Oft fragen auch vorbeilaufende Passanten was wir hier im Moment ausgraben und ob wir schon was gefunden hätten. Dann gibt man gerne Auskunft. Mit der Zeit habe ich gemerkt, dass ich den Passanten immer ausführlichere Antworten geben konnte.

 

 

Freilegung eines fast komplett erhaltenen Fundes

Zum FJD gehört aber auch noch mehr als der normale Arbeitsalltag. Wir haben zusätzlich zur der normalen Arbeitszeit sechs Seminarwochen. Im Moment haben bereits vier stattgefunden. In diesen Seminarwochen treffen sich alle FJDler aus der Jugendbauhütte Westfalen, die in diesem Jahr dort arbeiten. So können wir uns austauschen und auch etwas über die anderen Einsatzstellen erfahren.

Das erste Seminar war ziemlich am Anfang des FSJ, ein Einführungsseminar. Dazu sind wir nach Soest gefahren. In dem Seminar ging es darum die anderen FJDler kennenzulernen und um unsere Rechte und Pflichten. Wie man dem Thema entnehmen kann, ist das hier jetzt vielleicht nicht ganz so spannend zu erklären, aber für uns Freiwillige war dieses Seminar durchaus sehr interessant, da viele grade erst aus der Schule kommen und sich nicht so gut auskennen, was das betrifft.

Im zweiten Seminar wurde es praktischer. In diesem Seminar stand das Arbeiten mit Stein auf dem Programm. Zu diesem Seminar kam ein Steinmetz zu uns und hat uns gezeigt, wie man mit  Hammer und Meißel umgeht. Wir haben zu diesem Anlass das Thema Gesichter gehabt und jeder hat seinen Stein irgendwie zu einem, oder mehreren Köpfen verarbeitet.

Außerdem durften wir uns in diesem Seminar auf der Kulturkonferenz präsentieren. Dazu sind wir mit unseren Steinen nach Bocholt gefahren und haben dort erzählt, was die Jugendbauhütte ist und was wir in unseren Einsatzstellen machen.

Das dritte Seminar widmete sich dem Thema Intarsien. Dort haben wir mit Intarsien  versehene Ordner hergestellt. Das bedeutete, dass wir nur wenige Millimeterdicke Holzplatten hatten, die wir dann mit einem Cuttermesser ausgeschnitten und auf einer Holzplatte zusammengeleimt haben. Die Arbeit mit dem Holz war ganz anders als die mit dem Stein. Zuerst einmal konnte man in einer schönen warmen Werkstatt sitzen, aber auch die Verarbeitung war ganz anders. Da Holz eine sehr starke Maserung hat, ist es oft einfach entlang dieser gerissen und die ganze Arbeit der letzten Stunde war umsonst. Zudem mussten die einzelnen Arbeiten genau ineinander eingepasst werden. Da dies nicht immer so gut passte gab es glücklicherweise Kitt, den man in die Zwischenräume stopfen konnte.

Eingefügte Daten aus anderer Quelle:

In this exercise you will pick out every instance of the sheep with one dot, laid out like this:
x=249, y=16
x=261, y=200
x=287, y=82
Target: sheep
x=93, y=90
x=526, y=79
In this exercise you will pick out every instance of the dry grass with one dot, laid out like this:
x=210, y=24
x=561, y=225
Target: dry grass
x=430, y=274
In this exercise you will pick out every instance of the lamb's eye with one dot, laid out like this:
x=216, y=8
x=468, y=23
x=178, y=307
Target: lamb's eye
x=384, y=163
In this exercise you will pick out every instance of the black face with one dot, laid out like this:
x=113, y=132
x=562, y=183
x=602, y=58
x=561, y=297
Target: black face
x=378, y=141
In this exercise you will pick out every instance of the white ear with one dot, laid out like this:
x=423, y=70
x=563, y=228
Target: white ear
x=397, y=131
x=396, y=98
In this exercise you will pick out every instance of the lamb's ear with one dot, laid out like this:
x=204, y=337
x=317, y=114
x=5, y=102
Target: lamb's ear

Das letzte war das vierte Seminar. Dort haben wir nicht mehr mit Materialien gearbeitet, da dieses Seminar eines der beiden Projektseminare war. In den Projektseminaren wird, wie der Name schon sagt, gemeinsam an einem Projekt gearbeitet. Das Projekt in diesem Jahr ist das Schloss Senden, ein Schloss in der Nähe von Münster. In diesem Schloss wurden die zweite und die oberste Etage aufgeräumt. Zudem wurden Böcke aus Holz gebaut und ein alter Eiswagen in eine Spendenbox umfunktioniert. Außerdem wurde ein in der Nähe stehendes Fachwerkhaus vom Efeu befreit.

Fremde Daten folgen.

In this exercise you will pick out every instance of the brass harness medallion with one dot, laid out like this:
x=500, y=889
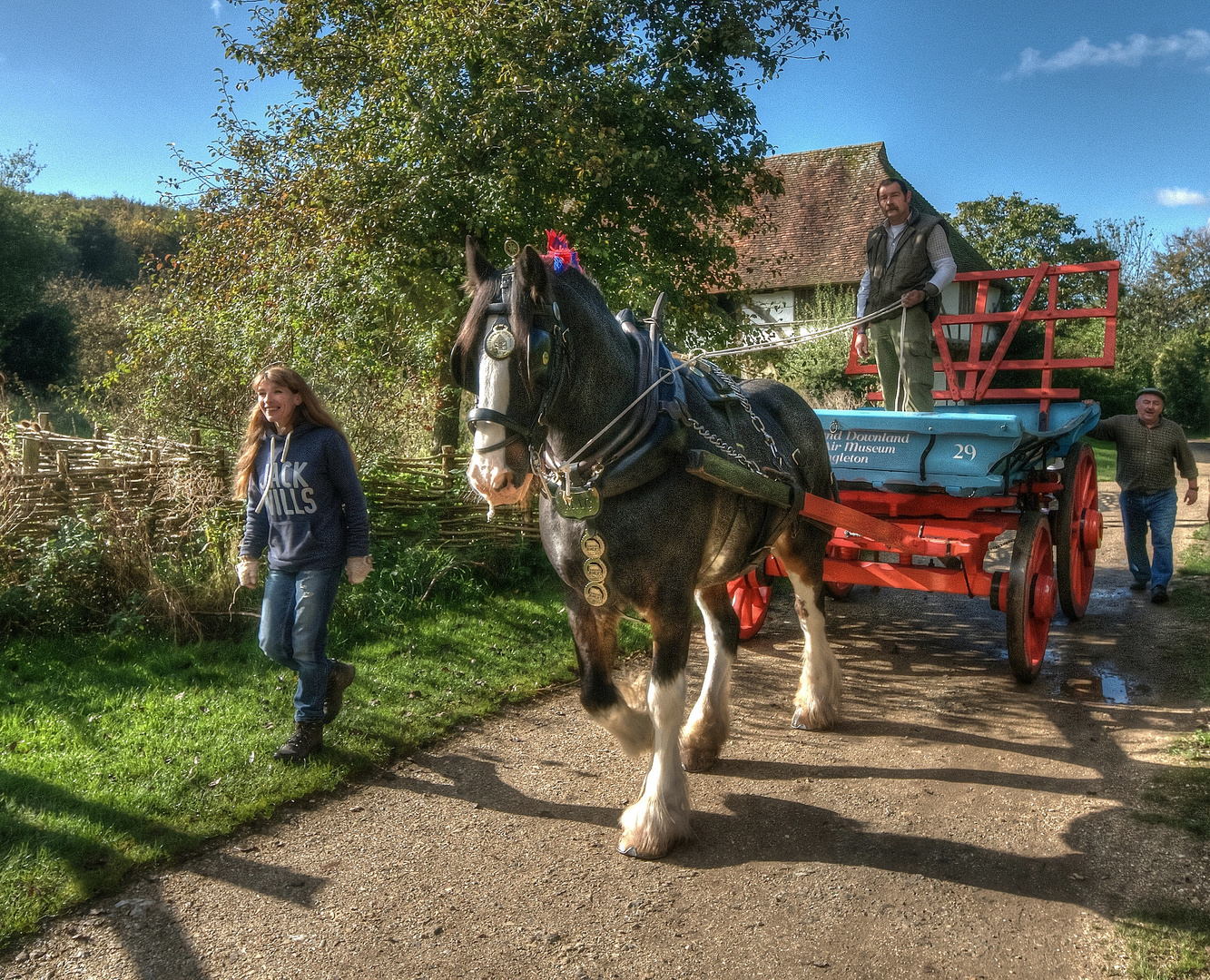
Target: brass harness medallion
x=595, y=570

Was hier sehr gut gewesen ist, ist, dass die Aufgaben Variabel waren. So war es möglich (wenn derjenige wollte), alle Aufgaben einmal zu machen. Allerdings gab es auch die Möglichkeit, länger bei einer Aufgabe zu bleiben die einem Spaß machte.

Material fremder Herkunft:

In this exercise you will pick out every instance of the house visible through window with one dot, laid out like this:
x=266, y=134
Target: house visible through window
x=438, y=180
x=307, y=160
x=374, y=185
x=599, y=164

An den Abenden war teilweise auch Programm. Ein Abend ist immer ein Themenabend. Dort wird eine Aktivität zu dem jeweiligen Seminarthema (z.B. Ökologisches Lernen) geplant. Der andere Abend ist ein Überraschungsabend. Dieser kann dann so aussehen, wie an dem Seminar im Dezember. Wir haben Kathedralen und Kirchen, mit allen stilistischen Baumerkmalen der jeweiligen gewählten Kirchenepoche, aus Keksen und Süßigkeiten gebeut. Eine davon mit einem Haufen Gummibärchen vor den Eingängen, die alle versuchen, in das mit Marshmallow ausgefüllte Gebäude zu kommen. Die Kathedrale von meiner Gruppe dagegen hatte eine wunderschöne Inneneinrichtung mit Altar und Kirchenbänken, leider trat dadurch das Problem auf, dass wir das geplante Dach nicht abstützen konnten. So blieb unsere wunderbare Kathedrale leider ohne ein Dach.

Zurückblickend kann ich sagen, dass mein Freiwilliges Jahr in der Denkmalpflege ein sehr spannendes und ein sehr schönes Jahr war. Ich habe viel im fachlichen, aber auch im zwischenmenschlichen Bereich gelernt und mich während des Jahres weiterentwickelt.